CSS Minifier
Free web tool: CSS Minifier
About CSS Minifier
The CSS Minifier is a free browser-based tool that compresses your CSS code by applying a series of text transformations designed to reduce file size without changing how the styles render. It removes block comments (/* ... */), collapses consecutive whitespace and line breaks to single spaces, strips spaces around structural characters like braces, colons, semicolons, and commas, removes trailing semicolons before closing braces, shortens six-digit hex colors where possible (e.g., #ffffff → #fff), and drops the unit suffix from zero values (e.g., 0px → 0). All transformations are applied client-side with no server round-trips.
Web developers and build-pipeline engineers use CSS minification to reduce the size of stylesheets shipped to users, improving page load speed and Lighthouse performance scores. While production build tools like webpack, Vite, and esbuild include CSS minification in their pipelines, this online tool is useful for quick spot-checks, debugging minified output, or preparing CSS snippets for inline use in HTML email templates or CMS platforms that do not support build tools.
The tool measures and displays the original byte count, the minified byte count, and the percentage saved so you can immediately assess the impact of minification. Typical CSS files see 20–40% size reductions through whitespace removal and comment stripping alone. If you also use techniques like shorthand merging or unused rule removal (not performed here), the savings can be even greater. The output is displayed in a read-only textarea and can be copied to the clipboard in one click.
Key Features
- Removes all CSS block comments (/* ... */) including multi-line comments
- Collapses all whitespace and newlines between tokens into single spaces
- Strips spaces around braces {}, colons :, semicolons ;, commas ,, and combinators > ~ +
- Removes trailing semicolons before closing braces to shorten each rule block
- Shortens 6-digit hex colors to 3-digit form where all pairs are repeated (e.g., #aabbcc → #abc)
- Drops unit from zero values: 0px, 0em, 0rem, 0% all become plain 0
- Displays original bytes, minified bytes, and percentage saved in a result summary panel
- One-click copy of minified output — paste directly into any production stylesheet
Frequently Asked Questions
What does CSS minification actually do?
Minification removes all characters that are not required for the stylesheet to function correctly — comments, indentation, newlines, and unnecessary spaces. It also applies shorthand substitutions like 3-digit hex colors and unitless zeros. The resulting CSS is functionally identical to the original but takes fewer bytes to transfer over the network.

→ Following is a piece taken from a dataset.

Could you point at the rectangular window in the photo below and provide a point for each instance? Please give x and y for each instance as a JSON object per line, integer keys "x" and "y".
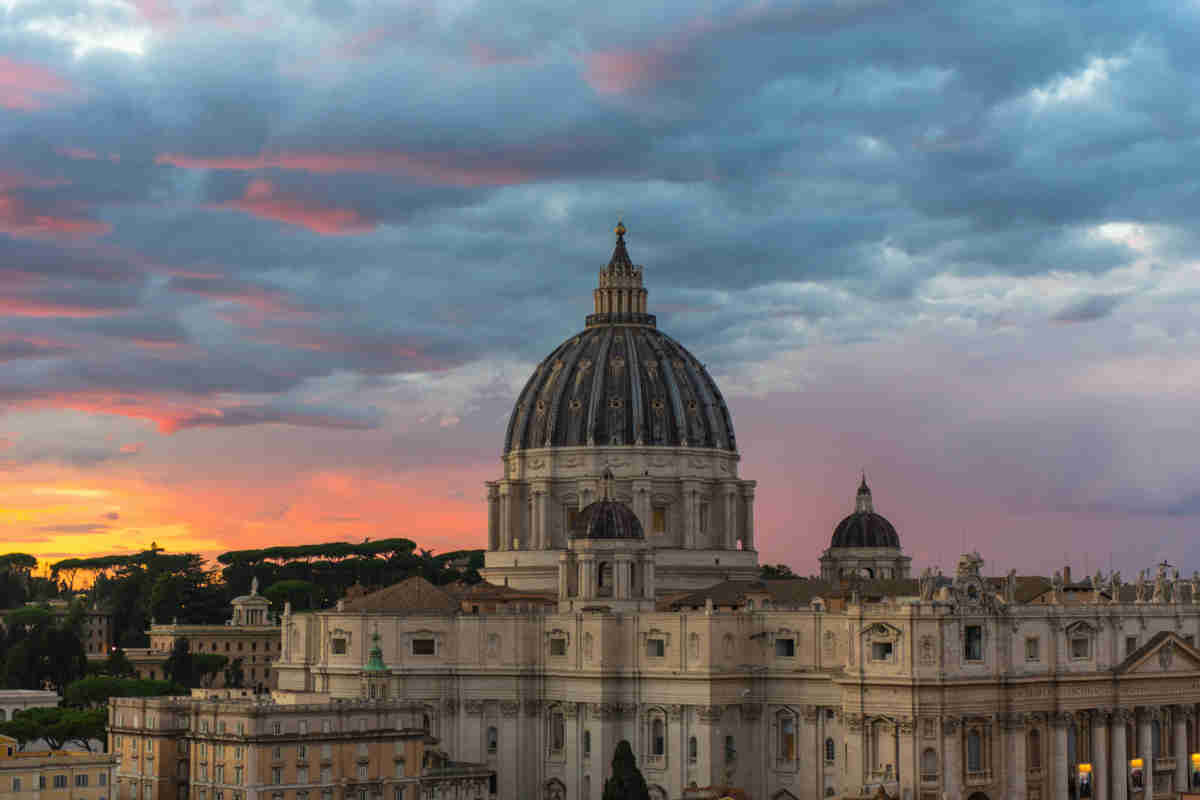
{"x": 973, "y": 649}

How much file size can I expect to save?
For typical hand-written CSS with comments and formatting, minification usually reduces file size by 20–40%. Files with many comments or generous whitespace can see savings of 50% or more. The tool shows the exact byte counts and percentage saved so you can see the impact for your specific file.
Will minifying CSS break my styles?
The transformations in this tool are safe and preserve the semantics of every CSS rule. Comment removal, whitespace collapsing, and hex/zero shortening do not change how any selector or property behaves. If you see unexpected style changes after minification, the original CSS likely had a bug that the minifier exposed, not introduced.
Does this tool remove unused CSS rules?
No — this is a minifier, not a purger. It only compresses the code you provide; it does not analyze which classes are actually used in your HTML and remove the rest. For unused CSS removal, use tools like PurgeCSS, UnCSS, or Tailwind's built-in content scanning.
Should I use this instead of webpack or Vite CSS minification?
For production projects, use your build tool's built-in CSS minification (css-minimizer-webpack-plugin, Vite's built-in LightningCSS, or PostCSS with cssnano). This online tool is best for quick one-off minification, preparing inline CSS for HTML emails, or checking how a snippet will look when compressed.
What is the hex color shortening rule?
A 6-digit hex color can be shortened to 3 digits when each pair of digits is identical: #aabbcc becomes #abc, #ffffff becomes #fff, #112233 becomes #123. Colors like #a1b2c3 cannot be shortened because the digit pairs (a1, b2, c3) are not doubles. The minifier only applies this transformation when it is safe.
Why does the tool remove units from zero values?
In CSS, 0px, 0em, 0%, and 0rem are all equivalent to the unitless 0. The browser does not need the unit to interpret the value. Removing the unit shortens every zero value by 2–3 characters, and stylesheets often contain many zero values for margin, padding, border-width, and similar properties.
Can I minify Sass or Less with this tool?
No — this tool only processes plain CSS syntax. Sass (.scss/.sass) and Less (.less) use additional syntax features like variables, nesting, and mixins that require their respective preprocessors to compile to CSS first. Compile your Sass or Less to CSS first, then paste the output here for minification.